The next code snippet reads the file that contains these variables and increments them using Kotlin.
tasks.register("incrementVersion", Task::class) {
group = "versioning" // Use this to group similar tasks
doLast {
val versionProperties = java.util.Properties()
val versionFile = File("config/version/version.properties")
versionProperties.load(versionFile.reader())

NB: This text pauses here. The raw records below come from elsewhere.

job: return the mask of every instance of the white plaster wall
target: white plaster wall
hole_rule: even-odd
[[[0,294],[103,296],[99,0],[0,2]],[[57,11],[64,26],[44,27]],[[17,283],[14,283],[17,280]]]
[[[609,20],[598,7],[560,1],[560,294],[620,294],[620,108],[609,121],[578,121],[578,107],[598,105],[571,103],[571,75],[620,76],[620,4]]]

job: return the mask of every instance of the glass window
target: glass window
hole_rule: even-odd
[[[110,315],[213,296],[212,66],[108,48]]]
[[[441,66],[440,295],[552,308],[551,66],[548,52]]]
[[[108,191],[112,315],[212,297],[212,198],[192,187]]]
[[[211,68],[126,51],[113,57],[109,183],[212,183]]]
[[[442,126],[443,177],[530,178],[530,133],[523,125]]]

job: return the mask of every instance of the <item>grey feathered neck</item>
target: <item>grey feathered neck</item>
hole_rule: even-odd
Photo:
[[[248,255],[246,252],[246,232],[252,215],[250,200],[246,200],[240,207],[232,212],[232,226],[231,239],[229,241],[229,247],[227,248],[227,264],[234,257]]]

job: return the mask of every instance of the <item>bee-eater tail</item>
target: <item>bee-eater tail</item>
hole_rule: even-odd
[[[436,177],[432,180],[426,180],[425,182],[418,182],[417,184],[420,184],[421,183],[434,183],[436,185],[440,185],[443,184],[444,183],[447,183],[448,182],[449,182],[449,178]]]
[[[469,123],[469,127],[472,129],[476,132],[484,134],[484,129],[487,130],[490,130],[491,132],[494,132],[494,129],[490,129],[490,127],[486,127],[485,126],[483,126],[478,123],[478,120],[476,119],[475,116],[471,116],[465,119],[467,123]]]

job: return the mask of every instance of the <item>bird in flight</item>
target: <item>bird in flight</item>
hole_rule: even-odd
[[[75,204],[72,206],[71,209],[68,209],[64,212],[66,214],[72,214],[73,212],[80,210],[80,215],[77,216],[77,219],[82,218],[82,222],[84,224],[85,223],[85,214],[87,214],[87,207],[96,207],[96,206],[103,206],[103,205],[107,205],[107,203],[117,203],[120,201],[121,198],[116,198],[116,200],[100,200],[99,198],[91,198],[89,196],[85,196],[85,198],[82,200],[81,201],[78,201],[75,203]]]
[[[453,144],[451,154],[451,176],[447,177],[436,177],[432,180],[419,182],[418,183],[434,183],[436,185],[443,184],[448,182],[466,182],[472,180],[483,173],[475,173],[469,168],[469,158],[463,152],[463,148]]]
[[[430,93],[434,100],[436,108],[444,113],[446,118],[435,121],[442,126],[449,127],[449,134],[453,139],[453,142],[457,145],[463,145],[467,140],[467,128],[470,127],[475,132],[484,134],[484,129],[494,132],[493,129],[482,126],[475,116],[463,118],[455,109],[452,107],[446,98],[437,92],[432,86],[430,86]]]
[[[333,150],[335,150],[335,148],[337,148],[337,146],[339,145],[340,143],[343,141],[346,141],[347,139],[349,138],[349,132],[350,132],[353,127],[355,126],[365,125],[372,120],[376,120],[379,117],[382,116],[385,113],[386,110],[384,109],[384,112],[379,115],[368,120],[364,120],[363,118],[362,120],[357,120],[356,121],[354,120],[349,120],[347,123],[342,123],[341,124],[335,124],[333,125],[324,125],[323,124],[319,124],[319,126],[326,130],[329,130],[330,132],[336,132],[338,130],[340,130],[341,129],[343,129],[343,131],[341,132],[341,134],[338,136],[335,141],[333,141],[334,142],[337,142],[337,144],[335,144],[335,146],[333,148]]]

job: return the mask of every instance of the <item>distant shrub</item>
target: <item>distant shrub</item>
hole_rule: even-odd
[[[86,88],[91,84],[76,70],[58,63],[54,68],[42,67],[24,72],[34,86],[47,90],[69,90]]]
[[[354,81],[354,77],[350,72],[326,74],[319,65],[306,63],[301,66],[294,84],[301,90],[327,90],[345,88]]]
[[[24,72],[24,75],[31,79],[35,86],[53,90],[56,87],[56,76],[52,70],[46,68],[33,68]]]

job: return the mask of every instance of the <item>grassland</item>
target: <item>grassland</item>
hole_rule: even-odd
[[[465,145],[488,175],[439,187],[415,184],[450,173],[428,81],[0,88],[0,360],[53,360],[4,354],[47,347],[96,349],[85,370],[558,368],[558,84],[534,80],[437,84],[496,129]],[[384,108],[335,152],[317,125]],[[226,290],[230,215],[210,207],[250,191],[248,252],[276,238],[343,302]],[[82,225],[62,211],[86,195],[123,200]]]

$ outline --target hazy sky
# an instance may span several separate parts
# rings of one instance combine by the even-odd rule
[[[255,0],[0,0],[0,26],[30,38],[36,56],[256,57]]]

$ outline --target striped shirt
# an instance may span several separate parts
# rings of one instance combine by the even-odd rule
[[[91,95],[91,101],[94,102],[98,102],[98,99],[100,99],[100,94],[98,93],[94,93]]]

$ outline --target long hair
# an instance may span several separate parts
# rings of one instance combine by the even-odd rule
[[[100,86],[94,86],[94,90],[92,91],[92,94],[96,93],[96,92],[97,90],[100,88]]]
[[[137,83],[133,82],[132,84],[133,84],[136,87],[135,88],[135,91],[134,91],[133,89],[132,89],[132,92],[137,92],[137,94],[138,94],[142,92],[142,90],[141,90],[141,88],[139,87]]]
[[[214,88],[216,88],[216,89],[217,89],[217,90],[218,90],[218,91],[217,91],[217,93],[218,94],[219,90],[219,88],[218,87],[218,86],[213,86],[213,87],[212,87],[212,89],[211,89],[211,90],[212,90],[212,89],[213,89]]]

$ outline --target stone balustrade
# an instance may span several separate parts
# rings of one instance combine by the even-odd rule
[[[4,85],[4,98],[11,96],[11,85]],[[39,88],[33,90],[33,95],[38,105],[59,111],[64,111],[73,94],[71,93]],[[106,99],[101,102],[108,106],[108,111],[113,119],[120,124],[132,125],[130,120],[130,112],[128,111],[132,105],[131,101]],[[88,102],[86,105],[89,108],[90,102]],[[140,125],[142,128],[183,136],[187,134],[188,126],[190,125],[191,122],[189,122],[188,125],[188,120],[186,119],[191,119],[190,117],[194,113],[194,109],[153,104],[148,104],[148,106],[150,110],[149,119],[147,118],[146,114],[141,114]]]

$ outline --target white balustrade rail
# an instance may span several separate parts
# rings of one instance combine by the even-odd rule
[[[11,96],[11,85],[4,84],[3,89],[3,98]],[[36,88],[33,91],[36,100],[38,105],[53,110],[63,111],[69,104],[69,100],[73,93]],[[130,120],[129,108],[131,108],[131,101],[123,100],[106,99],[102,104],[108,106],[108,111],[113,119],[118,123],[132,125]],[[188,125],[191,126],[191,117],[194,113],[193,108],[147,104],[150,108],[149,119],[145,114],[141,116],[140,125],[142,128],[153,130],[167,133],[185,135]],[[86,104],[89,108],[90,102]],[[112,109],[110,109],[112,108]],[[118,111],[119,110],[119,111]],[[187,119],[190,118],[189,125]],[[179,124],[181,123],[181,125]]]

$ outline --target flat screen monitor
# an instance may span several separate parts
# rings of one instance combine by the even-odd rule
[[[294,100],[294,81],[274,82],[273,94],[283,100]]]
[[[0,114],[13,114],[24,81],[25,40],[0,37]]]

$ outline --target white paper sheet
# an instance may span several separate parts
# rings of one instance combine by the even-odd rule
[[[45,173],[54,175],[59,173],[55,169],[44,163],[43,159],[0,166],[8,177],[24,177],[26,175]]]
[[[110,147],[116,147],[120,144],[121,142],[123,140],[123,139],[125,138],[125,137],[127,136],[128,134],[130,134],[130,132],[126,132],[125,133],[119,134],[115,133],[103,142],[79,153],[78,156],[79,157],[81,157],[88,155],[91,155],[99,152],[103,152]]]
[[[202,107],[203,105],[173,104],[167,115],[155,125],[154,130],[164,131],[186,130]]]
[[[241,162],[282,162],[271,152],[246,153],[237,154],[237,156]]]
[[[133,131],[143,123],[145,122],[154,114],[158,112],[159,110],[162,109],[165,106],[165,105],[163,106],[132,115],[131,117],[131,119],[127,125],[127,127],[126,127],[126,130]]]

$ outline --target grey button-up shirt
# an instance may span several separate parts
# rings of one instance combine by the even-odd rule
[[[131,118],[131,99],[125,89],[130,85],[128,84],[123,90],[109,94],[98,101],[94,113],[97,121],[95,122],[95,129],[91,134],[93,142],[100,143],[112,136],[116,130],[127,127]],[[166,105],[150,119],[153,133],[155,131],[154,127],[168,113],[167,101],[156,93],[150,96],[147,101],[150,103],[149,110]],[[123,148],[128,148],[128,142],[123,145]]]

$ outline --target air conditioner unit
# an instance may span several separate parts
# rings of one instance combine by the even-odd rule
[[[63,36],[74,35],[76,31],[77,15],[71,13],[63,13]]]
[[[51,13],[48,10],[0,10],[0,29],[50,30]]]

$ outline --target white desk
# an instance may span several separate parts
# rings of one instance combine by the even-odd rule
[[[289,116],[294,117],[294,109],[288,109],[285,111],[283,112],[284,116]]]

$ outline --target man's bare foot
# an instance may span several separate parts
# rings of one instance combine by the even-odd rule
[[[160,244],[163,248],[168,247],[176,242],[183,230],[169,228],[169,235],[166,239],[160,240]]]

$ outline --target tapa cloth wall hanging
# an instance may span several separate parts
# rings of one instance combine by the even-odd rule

val fos = java.io.FileOutputStream(File("config/version/version.properties"))
val versionCode = versionProperties.getProperty("versionCode").toInt()
versionProperties.setProperty("versionCode", "${versionCode.inc()}")
val versionPatch = versionProperties.getProperty("versionPatch").toInt()
versionProperties.setProperty("versionPatch", "${versionPatch.inc()}")
versionProperties.store(fos, null)
fos.close()
}
}
KotlinAnd that’s all! It’s nice to have these custom Gradle tasks because you can execute them easily in your local machine, but you can use bash scripts instead, and it’s going to work great too.